En réponse aux deux premières questions visant à connaitre les motifs de satisfaction et d’insatisfaction des enseignants-ressources au regard des rôles et des fonctions qu’ils occupent, 631 énoncés ont été recueillis dont 389 témoignent de leurs satisfactions (62 %) et 239 énoncés soulignent leurs insatisfactions (38 %). En ce qui concerne la deuxième question portant sur les souhaits qu’ils formulent relativement à la scolarisation des élèves à risque, ce sont 269 énoncés qui ont été recueillis. Cette section présente le degré de satisfaction liés aux récompenses intrinsèques à l’enseignement et au milieu scolaire.

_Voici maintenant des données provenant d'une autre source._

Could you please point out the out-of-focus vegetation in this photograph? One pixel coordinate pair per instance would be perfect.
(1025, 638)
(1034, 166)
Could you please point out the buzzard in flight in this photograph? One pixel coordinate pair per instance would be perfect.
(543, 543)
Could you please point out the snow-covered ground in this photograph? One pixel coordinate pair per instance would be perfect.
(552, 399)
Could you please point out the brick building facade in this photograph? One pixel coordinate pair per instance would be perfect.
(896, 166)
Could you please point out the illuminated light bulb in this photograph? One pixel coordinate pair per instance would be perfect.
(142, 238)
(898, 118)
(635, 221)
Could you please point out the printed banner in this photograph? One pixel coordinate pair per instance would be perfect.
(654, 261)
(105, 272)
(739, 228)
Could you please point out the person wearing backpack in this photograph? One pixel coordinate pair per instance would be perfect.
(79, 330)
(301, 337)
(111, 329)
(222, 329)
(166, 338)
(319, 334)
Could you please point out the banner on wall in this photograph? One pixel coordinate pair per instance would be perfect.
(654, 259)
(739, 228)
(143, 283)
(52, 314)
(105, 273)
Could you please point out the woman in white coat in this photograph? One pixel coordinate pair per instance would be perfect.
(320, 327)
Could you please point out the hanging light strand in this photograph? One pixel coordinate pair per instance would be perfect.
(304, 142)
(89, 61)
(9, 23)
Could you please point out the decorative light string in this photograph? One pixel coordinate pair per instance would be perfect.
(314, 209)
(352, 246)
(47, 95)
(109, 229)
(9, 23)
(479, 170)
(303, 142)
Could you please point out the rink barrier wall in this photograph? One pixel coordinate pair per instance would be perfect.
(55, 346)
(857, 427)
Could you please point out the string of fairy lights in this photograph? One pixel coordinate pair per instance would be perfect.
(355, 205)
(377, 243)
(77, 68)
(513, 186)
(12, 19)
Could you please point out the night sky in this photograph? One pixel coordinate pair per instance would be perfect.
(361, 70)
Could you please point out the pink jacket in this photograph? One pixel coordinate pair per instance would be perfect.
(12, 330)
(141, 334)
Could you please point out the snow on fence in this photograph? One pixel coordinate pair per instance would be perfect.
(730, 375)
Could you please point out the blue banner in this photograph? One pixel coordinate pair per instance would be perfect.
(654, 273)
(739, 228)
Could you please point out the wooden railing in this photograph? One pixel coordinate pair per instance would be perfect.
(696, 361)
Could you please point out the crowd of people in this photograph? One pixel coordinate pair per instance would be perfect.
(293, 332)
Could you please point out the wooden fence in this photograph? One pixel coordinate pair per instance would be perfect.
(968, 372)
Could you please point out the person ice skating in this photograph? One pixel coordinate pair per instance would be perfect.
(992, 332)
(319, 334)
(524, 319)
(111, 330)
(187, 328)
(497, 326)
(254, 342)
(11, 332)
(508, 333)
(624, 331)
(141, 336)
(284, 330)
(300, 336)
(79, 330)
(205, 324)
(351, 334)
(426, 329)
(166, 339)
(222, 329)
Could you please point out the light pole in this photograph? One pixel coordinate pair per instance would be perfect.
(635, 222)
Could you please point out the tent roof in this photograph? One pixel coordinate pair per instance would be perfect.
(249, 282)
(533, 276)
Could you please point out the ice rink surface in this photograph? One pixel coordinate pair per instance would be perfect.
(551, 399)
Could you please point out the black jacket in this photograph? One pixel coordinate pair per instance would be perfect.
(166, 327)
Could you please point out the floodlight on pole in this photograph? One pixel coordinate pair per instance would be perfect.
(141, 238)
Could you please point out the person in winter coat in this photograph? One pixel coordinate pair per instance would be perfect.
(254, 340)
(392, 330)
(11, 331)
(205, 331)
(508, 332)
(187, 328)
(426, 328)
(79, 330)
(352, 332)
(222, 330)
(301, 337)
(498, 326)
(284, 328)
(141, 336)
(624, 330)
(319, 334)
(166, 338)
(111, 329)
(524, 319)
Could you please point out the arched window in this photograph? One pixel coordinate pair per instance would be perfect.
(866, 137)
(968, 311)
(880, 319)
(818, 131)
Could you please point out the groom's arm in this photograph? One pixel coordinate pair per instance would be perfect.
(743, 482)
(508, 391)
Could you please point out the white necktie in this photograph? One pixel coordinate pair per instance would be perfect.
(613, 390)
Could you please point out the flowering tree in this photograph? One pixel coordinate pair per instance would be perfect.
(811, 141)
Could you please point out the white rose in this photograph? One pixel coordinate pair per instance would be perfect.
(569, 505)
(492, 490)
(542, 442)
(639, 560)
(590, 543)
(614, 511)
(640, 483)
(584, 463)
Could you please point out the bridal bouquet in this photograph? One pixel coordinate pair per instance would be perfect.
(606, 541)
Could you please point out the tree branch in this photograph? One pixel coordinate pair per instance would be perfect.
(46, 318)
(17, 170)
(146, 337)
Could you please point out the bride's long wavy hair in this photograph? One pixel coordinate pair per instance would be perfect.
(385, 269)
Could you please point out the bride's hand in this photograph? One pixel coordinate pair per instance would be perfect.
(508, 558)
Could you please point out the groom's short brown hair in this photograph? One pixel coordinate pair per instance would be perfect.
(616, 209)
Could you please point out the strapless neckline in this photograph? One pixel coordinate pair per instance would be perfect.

Les récompenses intrinsèques de l’enseignement

Les récompenses intrinsèques contiennent les énoncés qui se rapportent à la motivation de l’enseignant-ressource ainsi qu’à la satisfaction (s) ou l’insatisfaction (i) relatives aux apprentissages réalisés par les élèves dans l’exercice de ses rôles et fonctions. Comme mentionné plus haut, ce domaine compte 62 % des propos recueillis. Plus spécifiquement, les énoncés sont regroupés selon quatre sous-catégories qui ont émergé des analyses de contenu soit : l’engagement dans leur tâche (ns1 = 122 [31 %] / ni = 39 [10 %]), le soutien apporté aux apprentissages (ns = 69 [18 %] / ni = 3 [1 %]), leur gestion de la ressource (ns = 71 [18 %] / ni = 35 [9 %]) et les résultats perçus chez les élèves (ns = 27 [7 %] / ni = 23 [6 %]).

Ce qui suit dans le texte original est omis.